I understand exactly why fans are angry.

It’s as if our club is completely unaware of the mountains of research out there which make it clear that online gambling has caused an epidemic of problems.

Look, I don’t want to get on a downer at the club, and especially not when they are, again, flexing their commercial muscle.

It’s the ability of the business people on our board to go out and find every last penny they can which has put us miles ahead of the Ibrox NewCo and has made sure that we’re going to stay that way. I cannot hold that against them.

But this is a slippery slope, as should be all too apparent.

Scottish football is in too deep with the alcohol and gambling companies as it is; this is why I wonder, really, if this is all that big a deal. Because when we’ve got booze and betting on the shirt already it’s a little too late to get all moral about it.
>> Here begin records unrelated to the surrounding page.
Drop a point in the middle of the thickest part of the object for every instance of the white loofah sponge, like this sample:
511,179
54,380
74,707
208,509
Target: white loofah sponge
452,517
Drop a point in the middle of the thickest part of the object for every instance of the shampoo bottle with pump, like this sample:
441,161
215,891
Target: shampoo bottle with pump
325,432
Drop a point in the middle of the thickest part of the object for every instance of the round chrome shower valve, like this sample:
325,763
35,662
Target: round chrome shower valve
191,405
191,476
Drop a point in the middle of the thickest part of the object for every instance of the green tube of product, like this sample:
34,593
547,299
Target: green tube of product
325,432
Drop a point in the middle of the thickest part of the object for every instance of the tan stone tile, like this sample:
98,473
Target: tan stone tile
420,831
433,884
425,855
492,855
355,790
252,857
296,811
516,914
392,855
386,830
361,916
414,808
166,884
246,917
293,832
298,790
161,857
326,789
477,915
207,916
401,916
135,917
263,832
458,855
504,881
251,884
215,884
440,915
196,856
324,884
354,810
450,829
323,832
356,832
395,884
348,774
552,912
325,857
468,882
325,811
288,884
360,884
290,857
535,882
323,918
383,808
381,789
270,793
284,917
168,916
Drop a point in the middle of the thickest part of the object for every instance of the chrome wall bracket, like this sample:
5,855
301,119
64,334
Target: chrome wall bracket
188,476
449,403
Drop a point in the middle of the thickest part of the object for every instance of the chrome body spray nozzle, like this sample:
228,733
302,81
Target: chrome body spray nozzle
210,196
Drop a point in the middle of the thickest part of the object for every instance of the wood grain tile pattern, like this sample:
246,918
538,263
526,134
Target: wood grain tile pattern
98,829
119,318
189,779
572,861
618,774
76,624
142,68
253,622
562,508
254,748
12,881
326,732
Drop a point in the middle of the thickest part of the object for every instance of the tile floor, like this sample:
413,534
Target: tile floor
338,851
Yet it does disquiet me, of course, because it makes you wonder just how far down we’d go for a few quid.

Back in the day, would we have put tobacco adverts on the strip?

If BAE Systems came in with more money than Dafabet, would we take their money and pretend not to know about Indonesia and other places where their “products” are in use?

Celtic is not just a football club; we are a social institution.

This is why those fans who have objected and made their feelings plain have done so, and I am in total sympathy with them on that score. There has to be a line somewhere, and I would hope to God that those who run things up at Parkhead know where that line is, because we cannot cross it without losing what we are.

So whilst I won’t completely join the chorus of condemnation – The Record has featured the fan’s anger, but underneath is a grim disappointment that their own favourite club didn’t think of this first – I won’t knock it either, because I do get where they are coming from.

Whilst I can’t get overly animated about it, I think it’s high time we started to move away from those so-called “traditional” markets. In the end, we’ll have to because the government is going to end up doing it for us. I’d rather we got in front of that.